For e.g. this Icelandic study by Emilsson et al. mapped the genetics of ~5k proteins in ~5k individuals and chose to highlight the SVEP1 associations among others.
nature.com/articles/s41467-022-28081-6
GWAS of SVEP1 revealed two hits. One cis (near SVEP1) and one trans (near PEAR1). The authors focussed only on the cis variants and ignored the trans variants (they had no idea the trans signal was actually pointing to the very receptor that SVEP1 binds to)
While SVEP1 associations were evolving, in a parallel world, scientists were learning about PEAR1 through its strong associations with platelet aggregation response (an important biological process in relation to atherosclerotic plaque formation & rupture)
PEAR1 association with platelet response to agonists such as ADP is so strong it was found in an early study in mere 500 individuals published in 2009.
Unlike cis signals, trans signals will have small effect sizes and so will require large sample sizes. The trans signal at SVEP1 for platelet aggregation appeared only in 2021 in a pQTL study of 3.8k individuals (that too only via gene based test).
nature.com/articles/s41467-021-23470-9
In the current paper, Elenbaas et al. connected all the dots, guessed that SVEP1 and PEAR1 are receptor-ligand pairs, and went on prove the same using a series of proteomics, genomics and functional experiments.
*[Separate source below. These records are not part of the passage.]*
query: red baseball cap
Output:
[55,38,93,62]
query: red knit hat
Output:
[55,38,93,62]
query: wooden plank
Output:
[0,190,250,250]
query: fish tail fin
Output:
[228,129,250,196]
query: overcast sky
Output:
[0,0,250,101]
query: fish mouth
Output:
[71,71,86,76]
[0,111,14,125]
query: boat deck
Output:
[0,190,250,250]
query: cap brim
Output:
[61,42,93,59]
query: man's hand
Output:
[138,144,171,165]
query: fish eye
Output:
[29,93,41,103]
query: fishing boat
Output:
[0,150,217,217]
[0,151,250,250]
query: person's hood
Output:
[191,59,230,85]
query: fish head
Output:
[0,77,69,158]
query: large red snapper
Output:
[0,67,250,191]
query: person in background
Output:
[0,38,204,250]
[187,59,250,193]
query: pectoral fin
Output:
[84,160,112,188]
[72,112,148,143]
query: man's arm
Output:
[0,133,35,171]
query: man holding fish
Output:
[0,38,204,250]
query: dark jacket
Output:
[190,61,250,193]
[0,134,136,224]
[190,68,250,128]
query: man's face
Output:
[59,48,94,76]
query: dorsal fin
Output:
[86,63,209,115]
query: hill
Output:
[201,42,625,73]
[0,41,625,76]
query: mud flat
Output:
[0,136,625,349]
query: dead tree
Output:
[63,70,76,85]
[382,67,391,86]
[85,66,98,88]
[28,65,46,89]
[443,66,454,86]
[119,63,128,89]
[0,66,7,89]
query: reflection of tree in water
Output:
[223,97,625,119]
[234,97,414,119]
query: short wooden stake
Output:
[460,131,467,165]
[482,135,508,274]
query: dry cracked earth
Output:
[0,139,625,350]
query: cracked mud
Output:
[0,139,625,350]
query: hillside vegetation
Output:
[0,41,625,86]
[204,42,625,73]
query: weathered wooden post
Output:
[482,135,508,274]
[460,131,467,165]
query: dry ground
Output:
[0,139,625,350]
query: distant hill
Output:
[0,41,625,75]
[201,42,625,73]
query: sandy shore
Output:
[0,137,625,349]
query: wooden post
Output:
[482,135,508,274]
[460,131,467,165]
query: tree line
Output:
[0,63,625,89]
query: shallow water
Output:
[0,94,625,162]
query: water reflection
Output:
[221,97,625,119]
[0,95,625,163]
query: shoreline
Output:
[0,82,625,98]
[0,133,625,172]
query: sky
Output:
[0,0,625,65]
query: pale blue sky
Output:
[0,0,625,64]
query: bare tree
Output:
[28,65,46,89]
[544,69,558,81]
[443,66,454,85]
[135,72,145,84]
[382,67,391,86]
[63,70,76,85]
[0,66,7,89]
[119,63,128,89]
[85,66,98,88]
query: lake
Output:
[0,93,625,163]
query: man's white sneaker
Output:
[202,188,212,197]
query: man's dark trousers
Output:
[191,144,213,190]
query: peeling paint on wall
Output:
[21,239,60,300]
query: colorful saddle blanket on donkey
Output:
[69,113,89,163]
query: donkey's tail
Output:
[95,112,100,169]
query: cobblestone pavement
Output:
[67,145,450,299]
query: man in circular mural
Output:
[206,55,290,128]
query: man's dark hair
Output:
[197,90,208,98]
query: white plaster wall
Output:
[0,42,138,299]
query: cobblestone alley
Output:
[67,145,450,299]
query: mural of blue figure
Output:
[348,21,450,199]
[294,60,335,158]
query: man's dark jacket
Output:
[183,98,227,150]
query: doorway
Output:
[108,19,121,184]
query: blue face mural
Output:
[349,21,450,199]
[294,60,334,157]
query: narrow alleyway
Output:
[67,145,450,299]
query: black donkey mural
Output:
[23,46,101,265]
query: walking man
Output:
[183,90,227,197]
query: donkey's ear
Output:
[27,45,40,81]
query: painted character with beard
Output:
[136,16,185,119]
nature.com/articles/s41467-023-36486-0
The authors reproduce the strong cis signal at SVEP1 and trans signal at PEAR1 for SVEP1 using the pQTLs data from INTERVAL study.
Remarkably the trans association in Chr 1 with PEAR1 missense variant is seen only with SVEP1 among the 2994 proteins assayed in INTERVAL study.
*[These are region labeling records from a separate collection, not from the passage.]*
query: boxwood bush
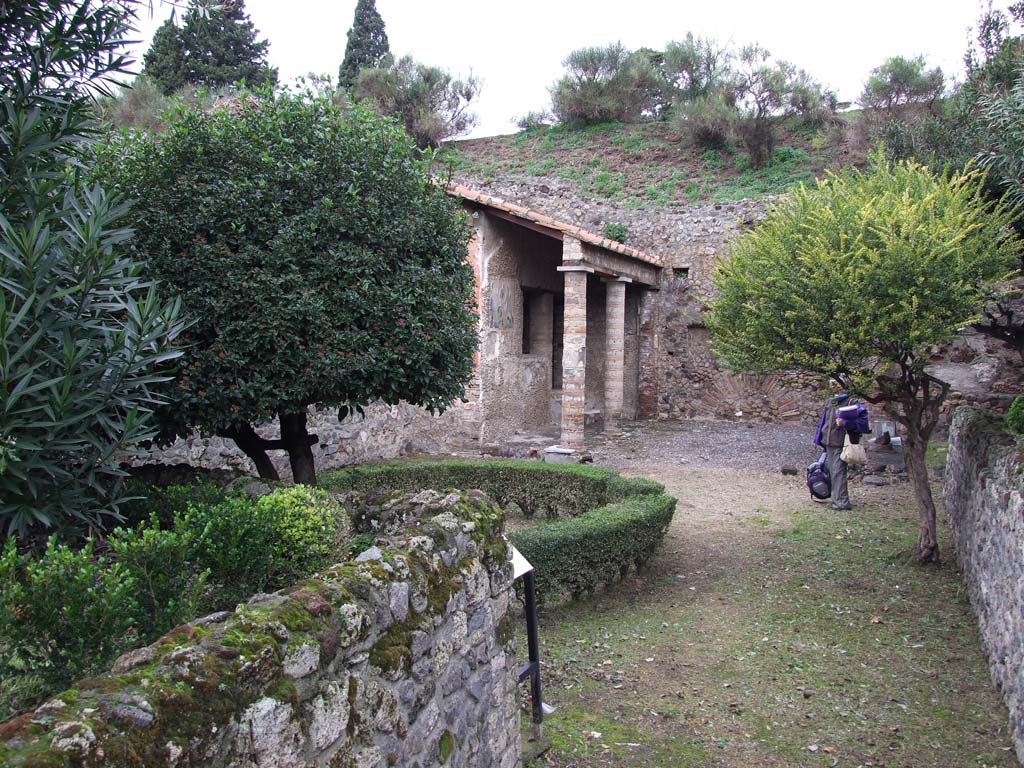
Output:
[0,484,351,722]
[322,460,676,604]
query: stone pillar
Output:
[638,291,657,419]
[558,244,590,450]
[604,278,629,434]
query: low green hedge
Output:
[0,485,351,722]
[321,460,676,603]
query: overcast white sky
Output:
[128,0,1009,136]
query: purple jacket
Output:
[814,399,860,451]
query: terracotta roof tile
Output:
[447,183,664,266]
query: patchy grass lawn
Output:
[438,121,851,208]
[520,472,1017,768]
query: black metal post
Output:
[522,569,544,725]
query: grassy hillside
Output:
[441,117,865,208]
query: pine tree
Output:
[338,0,391,89]
[143,0,278,94]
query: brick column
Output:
[604,279,627,434]
[559,266,588,450]
[638,291,658,419]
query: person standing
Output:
[814,392,853,509]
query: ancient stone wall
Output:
[126,403,479,480]
[460,176,1024,433]
[944,408,1024,764]
[0,492,519,768]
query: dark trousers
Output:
[825,445,852,509]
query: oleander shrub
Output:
[0,484,351,721]
[322,460,676,604]
[1007,394,1024,435]
[256,485,352,587]
[106,514,210,642]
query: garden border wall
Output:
[944,408,1024,765]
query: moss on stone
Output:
[370,622,413,674]
[266,675,299,710]
[437,731,455,765]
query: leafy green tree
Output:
[710,152,1021,561]
[727,44,825,168]
[0,0,181,534]
[143,0,278,95]
[355,56,480,150]
[92,93,476,484]
[860,56,945,112]
[551,43,669,123]
[338,0,391,90]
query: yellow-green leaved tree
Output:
[709,151,1021,562]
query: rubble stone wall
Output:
[944,408,1024,765]
[0,490,520,768]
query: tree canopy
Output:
[860,56,945,110]
[338,0,391,89]
[355,55,480,150]
[143,0,278,94]
[94,93,476,482]
[709,152,1021,560]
Based on pQTL results from an independent study ( by deCODE) the authors show strong inverse relationship between PEAR1 and SVEP1 and also show that the causality direction is from receptor (PEAR1) to ligand (SVEP1) (i.e. increase in receptor decreases ligand and vice versa)
Through molecular assay, the authors show that indeed SVEP1 binds to PEAR1 with high affinity and this affinity drops down my many folds in the presence of PEAR1 missense variant that associates with SVEP1 levels in trans.
Then the authors go on to map the molecular pathways downstream of SVEP1-PEAR1 binding: AKT and mTOR signaling in vascular smooth muscle cells.
Given that human genetic studies suggest that SVEP1 inhibition might be cardioprotective, the authors studied SVEP1 KO mice. While loss of SVEP1 is lethal, partial loss seems to be well tolerated in mice in normal and disease backgrounds. But no evidence for cardioprotective role
Given the strong human genetic associations that increased SVEP1 is deleterious, the authors suspect that there might be "a safe therapeutic window exists to target SVEP1 and/or PEAR1 and potentially reduce their associated disease"
Though therapeutic value of the findings is still not clear, how the discovery that SVEP1 is the physiological ligand for PEAR1 unfolded was extremely fascinating. A great example of human genetic findings leading to incredible biological insight.